The researchers blame the mixed results on skill representations that were both "entangled" and tough to fine-tune. "We conjecture that tasks where hide-and-seek pretraining outperforms the baseline are due to reuse of learned feature representations, whereas better-than-baseline transfer on the remaining tasks would require reuse of learned skills, which is much more difficult," they wrote. "This evaluation metric highlights the need for developing techniques to reuse skills effectively from a policy trained in one environment to another."

Future work

So what's the takeaway from this? Simple game rules, multi-agent competition, and standard reinforcement learning algorithms at scale can spur agents to learn complex strategies and skills unsupervised.

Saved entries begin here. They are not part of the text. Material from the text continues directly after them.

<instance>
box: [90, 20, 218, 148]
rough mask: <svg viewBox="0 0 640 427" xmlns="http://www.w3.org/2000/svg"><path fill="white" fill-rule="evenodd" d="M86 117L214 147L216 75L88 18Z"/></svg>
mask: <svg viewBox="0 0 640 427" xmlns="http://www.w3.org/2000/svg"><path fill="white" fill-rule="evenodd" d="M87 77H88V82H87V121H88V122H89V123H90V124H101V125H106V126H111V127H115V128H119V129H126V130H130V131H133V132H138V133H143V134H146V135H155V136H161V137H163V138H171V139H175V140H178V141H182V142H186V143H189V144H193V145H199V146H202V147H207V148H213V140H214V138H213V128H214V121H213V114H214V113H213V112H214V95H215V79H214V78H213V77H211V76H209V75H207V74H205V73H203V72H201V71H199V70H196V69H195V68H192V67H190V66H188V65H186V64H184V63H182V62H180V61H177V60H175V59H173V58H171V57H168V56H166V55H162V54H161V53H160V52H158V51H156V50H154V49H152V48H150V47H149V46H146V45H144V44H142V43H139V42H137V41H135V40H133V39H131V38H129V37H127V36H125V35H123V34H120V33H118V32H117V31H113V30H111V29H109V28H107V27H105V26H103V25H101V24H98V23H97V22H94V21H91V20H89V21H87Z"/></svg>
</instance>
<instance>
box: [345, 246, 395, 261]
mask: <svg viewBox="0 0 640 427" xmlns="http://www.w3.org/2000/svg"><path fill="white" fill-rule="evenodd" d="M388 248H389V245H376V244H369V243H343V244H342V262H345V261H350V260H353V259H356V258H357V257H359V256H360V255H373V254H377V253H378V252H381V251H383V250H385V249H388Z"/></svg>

"The success in these settings inspires confidence that [these] environments could eventually enable agents to acquire an unbounded number of ... skills," wrote the researchers. "[It] leads to behavior that centers around far more human-relevant skills than other self-supervised reinforcement learning methods such as intrinsic."

The advancements aren't merely pushing forward game design. The researchers assert that their work is a significant step toward techniques that might yield "physically grounded" and "human-relevant" behavior, and that might support systems that diagnose illnesses, predict complicated protein structures, and segment CT scans. "[Our game-playing AI] is a stepping stone for us all the way to general AI," Alphabet DeepMind cofounder Demis Hassabis told VentureBeat in a previous interview. "The reason we test ourselves and all these games is ... that [they're] a very convenient proving ground for us to develop our algorithms. ... Ultimately, [we're developing algorithms that can be] translate[ed] into the real world to work on really challenging problems ... and help experts in those areas."